Cerebral microbleeds are hypothesized downstream markers of brain damage caused by vascular and amyloid pathologic mechanisms. To date, whether their presence is associated with cognitive deterioration in the general population remains unclear.
To determine whether microbleeds, and more specifically microbleed count and location, are associated with an increased risk for cognitive impairment and dementia in the general population.
Design, Setting, and Participants
The Rotterdam Study, a prospective population-based study set in the general community, assessed the presence, number, and location of microbleeds at baseline (August 2005 to December 2011) on magnetic resonance imaging studies of the brain in 4841 participants 45 years or older.
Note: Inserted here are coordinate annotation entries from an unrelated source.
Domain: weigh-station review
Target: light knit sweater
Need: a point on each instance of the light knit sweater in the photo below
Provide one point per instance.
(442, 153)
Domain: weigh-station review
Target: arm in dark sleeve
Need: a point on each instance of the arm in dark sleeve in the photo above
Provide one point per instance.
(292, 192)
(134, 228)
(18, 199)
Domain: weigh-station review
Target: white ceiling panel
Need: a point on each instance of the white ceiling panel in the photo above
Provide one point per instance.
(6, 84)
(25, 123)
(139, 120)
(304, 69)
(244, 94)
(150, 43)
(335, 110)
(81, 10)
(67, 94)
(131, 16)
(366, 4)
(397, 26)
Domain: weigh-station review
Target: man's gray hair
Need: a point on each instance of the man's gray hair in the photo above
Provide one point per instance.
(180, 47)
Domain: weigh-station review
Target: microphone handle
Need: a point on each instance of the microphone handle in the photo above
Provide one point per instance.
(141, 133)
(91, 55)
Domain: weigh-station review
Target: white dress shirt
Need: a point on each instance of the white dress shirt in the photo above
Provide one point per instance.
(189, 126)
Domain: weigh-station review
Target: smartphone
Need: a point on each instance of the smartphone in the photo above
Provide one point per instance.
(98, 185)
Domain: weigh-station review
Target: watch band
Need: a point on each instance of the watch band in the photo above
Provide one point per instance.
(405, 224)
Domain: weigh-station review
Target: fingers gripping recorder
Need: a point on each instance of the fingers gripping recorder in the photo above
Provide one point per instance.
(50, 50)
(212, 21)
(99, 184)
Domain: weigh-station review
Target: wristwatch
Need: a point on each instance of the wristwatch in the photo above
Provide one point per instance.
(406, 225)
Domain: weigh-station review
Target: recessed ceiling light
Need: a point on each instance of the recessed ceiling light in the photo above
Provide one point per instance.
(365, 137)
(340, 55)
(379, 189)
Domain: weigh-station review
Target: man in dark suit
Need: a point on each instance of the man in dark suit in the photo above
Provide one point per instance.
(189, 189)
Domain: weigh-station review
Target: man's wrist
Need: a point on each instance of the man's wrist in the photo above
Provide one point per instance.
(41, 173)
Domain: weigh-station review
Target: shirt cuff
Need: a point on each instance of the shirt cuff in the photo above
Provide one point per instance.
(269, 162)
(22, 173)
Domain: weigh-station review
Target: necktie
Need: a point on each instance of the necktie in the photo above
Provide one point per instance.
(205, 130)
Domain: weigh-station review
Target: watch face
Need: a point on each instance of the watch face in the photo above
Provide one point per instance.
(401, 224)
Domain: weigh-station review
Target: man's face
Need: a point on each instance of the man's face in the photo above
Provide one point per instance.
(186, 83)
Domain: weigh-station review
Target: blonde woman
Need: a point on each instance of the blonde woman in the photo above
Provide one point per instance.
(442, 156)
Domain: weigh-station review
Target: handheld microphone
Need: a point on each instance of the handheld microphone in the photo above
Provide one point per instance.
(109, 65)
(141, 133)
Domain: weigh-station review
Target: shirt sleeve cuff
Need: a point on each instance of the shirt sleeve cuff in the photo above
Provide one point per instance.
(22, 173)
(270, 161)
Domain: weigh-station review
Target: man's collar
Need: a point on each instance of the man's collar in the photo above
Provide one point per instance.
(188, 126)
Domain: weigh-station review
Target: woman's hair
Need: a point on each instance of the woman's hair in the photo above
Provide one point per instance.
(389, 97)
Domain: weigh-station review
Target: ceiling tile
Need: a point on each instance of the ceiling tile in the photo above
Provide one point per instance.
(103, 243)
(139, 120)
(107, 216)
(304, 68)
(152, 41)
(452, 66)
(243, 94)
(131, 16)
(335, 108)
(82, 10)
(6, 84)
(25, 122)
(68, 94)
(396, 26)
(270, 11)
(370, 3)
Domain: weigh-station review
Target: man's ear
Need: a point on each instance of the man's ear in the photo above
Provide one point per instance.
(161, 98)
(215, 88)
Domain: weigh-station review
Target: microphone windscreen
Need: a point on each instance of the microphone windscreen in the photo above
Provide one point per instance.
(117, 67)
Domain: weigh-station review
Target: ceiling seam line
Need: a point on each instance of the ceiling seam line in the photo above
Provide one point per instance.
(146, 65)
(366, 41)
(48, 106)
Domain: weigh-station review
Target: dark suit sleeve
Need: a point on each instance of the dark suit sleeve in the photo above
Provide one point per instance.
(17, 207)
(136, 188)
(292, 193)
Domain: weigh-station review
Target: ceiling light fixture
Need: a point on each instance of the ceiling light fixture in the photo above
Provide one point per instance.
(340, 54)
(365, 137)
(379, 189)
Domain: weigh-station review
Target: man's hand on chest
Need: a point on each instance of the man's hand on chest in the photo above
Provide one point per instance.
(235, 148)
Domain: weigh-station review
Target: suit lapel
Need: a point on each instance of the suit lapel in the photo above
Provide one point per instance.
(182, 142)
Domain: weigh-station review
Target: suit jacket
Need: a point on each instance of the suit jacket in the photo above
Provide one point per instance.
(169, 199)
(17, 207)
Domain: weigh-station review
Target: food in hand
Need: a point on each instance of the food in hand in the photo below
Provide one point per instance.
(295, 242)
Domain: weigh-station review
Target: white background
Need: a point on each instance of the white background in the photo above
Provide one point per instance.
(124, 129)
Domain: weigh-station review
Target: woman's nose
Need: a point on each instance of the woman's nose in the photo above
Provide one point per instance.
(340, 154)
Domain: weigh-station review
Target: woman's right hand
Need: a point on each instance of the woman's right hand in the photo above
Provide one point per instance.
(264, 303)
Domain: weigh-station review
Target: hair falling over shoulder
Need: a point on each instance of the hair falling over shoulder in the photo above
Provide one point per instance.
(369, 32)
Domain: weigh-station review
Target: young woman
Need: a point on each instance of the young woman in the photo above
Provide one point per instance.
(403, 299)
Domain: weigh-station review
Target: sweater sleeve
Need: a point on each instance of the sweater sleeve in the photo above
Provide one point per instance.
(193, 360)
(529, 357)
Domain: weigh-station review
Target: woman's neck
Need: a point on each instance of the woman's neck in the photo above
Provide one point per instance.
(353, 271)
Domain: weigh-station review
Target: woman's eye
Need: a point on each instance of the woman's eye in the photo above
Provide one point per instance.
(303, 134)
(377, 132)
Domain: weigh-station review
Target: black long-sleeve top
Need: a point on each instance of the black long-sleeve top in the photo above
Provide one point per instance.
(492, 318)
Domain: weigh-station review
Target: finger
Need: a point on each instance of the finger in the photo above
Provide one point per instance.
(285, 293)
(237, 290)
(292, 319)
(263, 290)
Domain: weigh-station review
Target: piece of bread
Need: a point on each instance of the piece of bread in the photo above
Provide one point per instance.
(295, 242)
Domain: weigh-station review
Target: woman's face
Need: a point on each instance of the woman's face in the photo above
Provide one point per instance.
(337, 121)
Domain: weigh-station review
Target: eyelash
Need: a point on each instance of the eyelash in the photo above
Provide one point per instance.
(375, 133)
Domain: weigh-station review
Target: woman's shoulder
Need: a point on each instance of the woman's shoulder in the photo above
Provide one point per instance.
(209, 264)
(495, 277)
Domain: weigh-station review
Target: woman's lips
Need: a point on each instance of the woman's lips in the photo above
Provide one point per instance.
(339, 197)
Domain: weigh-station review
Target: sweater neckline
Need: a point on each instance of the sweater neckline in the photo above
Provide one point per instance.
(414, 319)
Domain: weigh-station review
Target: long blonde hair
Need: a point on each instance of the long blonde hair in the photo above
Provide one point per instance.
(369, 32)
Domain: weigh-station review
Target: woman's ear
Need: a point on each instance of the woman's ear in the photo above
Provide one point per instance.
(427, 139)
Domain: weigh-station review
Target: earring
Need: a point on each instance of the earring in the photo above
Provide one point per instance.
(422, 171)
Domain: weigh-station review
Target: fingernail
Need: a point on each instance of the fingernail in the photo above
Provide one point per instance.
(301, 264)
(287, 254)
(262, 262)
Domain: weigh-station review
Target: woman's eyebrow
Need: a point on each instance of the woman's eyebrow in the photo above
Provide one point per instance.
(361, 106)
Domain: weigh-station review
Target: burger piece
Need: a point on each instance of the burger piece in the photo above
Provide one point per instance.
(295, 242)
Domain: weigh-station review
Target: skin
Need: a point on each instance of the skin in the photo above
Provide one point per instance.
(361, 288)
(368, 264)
Participants underwent neuropsychological testing at 2 points a mean (SD) of 5.9 (0.6) years apart and were followed up for incident dementia throughout the study period until January 1, 2013. The association of microbleeds with cognitive decline and dementia was studied using multiple linear regression, linear mixed-effects modeling, and Cox proportional hazards.
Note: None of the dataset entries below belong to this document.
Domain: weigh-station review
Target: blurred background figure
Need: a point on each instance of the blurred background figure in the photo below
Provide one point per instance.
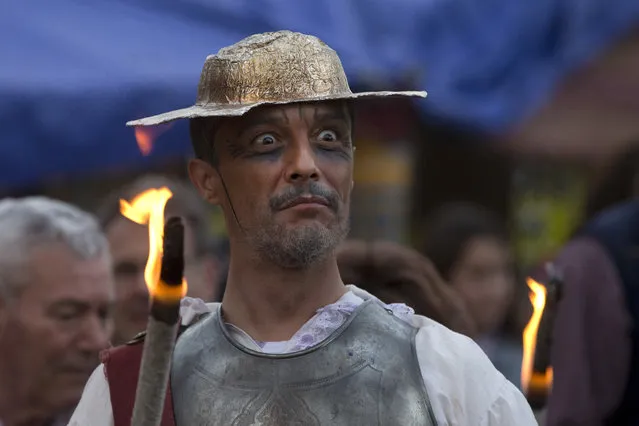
(397, 274)
(204, 255)
(56, 291)
(471, 250)
(595, 356)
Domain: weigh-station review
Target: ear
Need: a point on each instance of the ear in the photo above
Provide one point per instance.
(207, 181)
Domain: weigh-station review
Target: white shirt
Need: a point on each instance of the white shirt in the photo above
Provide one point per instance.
(463, 386)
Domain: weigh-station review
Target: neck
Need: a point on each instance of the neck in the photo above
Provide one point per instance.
(271, 303)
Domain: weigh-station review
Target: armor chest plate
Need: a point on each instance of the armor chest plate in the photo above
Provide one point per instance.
(366, 373)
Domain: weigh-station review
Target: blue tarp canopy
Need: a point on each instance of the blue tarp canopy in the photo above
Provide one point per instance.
(73, 71)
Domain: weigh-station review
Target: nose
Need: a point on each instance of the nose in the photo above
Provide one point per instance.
(301, 164)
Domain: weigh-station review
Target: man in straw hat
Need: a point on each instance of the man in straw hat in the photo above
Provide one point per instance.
(290, 344)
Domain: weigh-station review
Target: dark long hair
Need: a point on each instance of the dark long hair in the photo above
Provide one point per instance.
(398, 274)
(449, 231)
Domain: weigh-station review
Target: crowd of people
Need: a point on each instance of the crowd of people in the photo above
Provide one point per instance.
(439, 326)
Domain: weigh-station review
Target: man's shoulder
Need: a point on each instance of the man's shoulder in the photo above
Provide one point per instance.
(445, 345)
(462, 381)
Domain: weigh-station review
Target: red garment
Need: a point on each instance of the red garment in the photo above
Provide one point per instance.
(122, 368)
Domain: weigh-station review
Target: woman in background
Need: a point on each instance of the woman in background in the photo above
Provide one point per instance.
(397, 274)
(470, 248)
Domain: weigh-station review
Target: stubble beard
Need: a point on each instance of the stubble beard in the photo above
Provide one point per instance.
(301, 246)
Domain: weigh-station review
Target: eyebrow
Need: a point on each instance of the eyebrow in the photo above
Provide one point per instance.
(274, 117)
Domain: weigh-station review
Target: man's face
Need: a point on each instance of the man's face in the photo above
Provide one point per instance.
(289, 174)
(56, 327)
(129, 243)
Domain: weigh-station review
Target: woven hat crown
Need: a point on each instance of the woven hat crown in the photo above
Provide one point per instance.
(272, 67)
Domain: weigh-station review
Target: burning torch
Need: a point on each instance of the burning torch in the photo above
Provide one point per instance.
(164, 276)
(536, 369)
Cerebral microbleed presence, location, and number.
Main Outcomes and Measures
Cognitive decline measured by a decrease in neuropsychological test battery scores (Mini-Mental State Examination, Letter Digit Substitution Task, Word Fluency Test, Stroop test, 15-word Verbal Learning Test, and Purdue Pegboard Test) and compound scores (eg, G factor, executive function, information processing speed, memory, motor speed) and dementia.
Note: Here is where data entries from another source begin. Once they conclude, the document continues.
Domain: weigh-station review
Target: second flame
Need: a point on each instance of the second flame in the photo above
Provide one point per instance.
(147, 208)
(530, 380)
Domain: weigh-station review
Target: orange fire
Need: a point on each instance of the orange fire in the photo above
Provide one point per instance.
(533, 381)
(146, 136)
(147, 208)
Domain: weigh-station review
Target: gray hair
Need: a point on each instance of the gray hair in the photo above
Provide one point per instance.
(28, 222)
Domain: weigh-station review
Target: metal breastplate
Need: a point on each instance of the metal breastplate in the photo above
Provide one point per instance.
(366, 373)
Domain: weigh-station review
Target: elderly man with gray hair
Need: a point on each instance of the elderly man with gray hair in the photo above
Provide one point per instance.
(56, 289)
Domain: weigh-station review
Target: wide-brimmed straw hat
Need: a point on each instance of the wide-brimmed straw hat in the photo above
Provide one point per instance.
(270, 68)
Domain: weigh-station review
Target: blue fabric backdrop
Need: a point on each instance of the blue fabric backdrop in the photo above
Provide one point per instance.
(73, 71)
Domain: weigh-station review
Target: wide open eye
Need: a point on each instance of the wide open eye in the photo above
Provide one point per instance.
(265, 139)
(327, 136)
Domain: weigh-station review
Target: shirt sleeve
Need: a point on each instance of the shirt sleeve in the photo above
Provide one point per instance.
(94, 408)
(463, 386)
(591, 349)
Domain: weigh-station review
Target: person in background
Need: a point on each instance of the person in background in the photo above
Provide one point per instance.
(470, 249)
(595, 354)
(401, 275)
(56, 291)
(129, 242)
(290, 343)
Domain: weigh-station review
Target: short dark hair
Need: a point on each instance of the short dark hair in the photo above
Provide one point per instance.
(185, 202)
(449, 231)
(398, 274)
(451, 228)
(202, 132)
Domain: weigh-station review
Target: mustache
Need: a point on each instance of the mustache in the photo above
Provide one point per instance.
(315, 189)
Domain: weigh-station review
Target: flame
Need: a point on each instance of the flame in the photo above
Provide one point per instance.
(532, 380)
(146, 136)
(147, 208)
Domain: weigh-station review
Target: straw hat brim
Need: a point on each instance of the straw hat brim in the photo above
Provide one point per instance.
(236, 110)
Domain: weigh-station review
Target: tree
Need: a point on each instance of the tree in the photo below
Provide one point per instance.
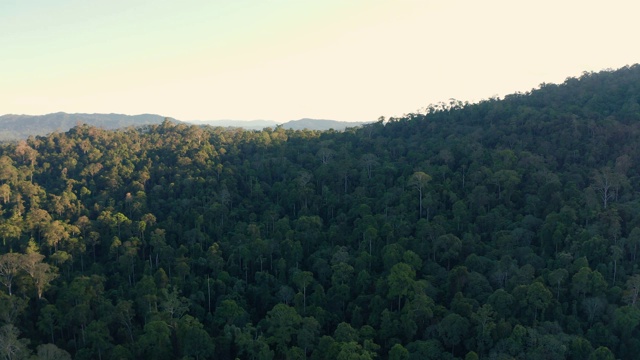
(282, 323)
(10, 265)
(155, 342)
(604, 183)
(452, 329)
(633, 290)
(11, 347)
(419, 180)
(52, 352)
(302, 279)
(401, 279)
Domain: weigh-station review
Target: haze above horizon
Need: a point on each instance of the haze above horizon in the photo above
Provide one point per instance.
(283, 59)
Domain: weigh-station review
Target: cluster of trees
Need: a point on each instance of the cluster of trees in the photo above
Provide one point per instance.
(507, 229)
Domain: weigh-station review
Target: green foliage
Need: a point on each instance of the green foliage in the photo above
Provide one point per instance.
(503, 229)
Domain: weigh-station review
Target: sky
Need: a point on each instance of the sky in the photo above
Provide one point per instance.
(348, 60)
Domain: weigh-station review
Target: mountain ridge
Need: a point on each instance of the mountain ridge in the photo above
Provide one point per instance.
(20, 126)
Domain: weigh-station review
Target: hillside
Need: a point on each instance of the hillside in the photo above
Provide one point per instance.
(506, 229)
(16, 127)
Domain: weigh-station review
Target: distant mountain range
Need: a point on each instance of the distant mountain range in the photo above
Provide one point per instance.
(15, 127)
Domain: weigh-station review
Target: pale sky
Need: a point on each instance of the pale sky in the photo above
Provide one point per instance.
(349, 60)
In total, 3257 participants (1758 women [54.7%]; mean [SD] age, 59.6 [7.8] years) underwent baseline and follow-up cognitive testing. Microbleed prevalence was 15.3% (median [interquartile range] count, 1 [1-88]). The presence of more than 4 microbleeds was associated with cognitive decline. Lobar (with or without cerebellar) microbleeds were associated with a decline in executive functions (mean difference in z score, −0.31; 95% CI, −0.51 to −0.11; P = .003), information processing (mean difference in z score, −0.44; 95% CI, −0.65 to −0.22; P < .001), and memory function (mean difference in z score, −0.34; 95% CI, −0.64 to −0.03; P = .03), whereas microbleeds in other brain regions were associated with a decline in information processing and motor speed (mean difference in z score, −0.61; 95% CI, −1.05 to −0.17; P = .007). After a mean (SD) follow-up of 4.8 (1.4) years, 72 participants developed dementia, of whom 53 had Alzheimer dementia. The presence of microbleeds was associated with an increased risk for dementia after adjustment for age, sex, and educational level (hazard ratio, 2.02; 95% CI, 1.25-3.24), including Alzheimer dementia (hazard ratio, 2.10; 95% CI, 1.21-3.64).
Conclusions and Relevance
In the general population, a high microbleed count was associated with an increased risk for cognitive deterioration and dementia. Microbleeds thus mark the presence of diffuse vascular and neurodegenerative brain damage.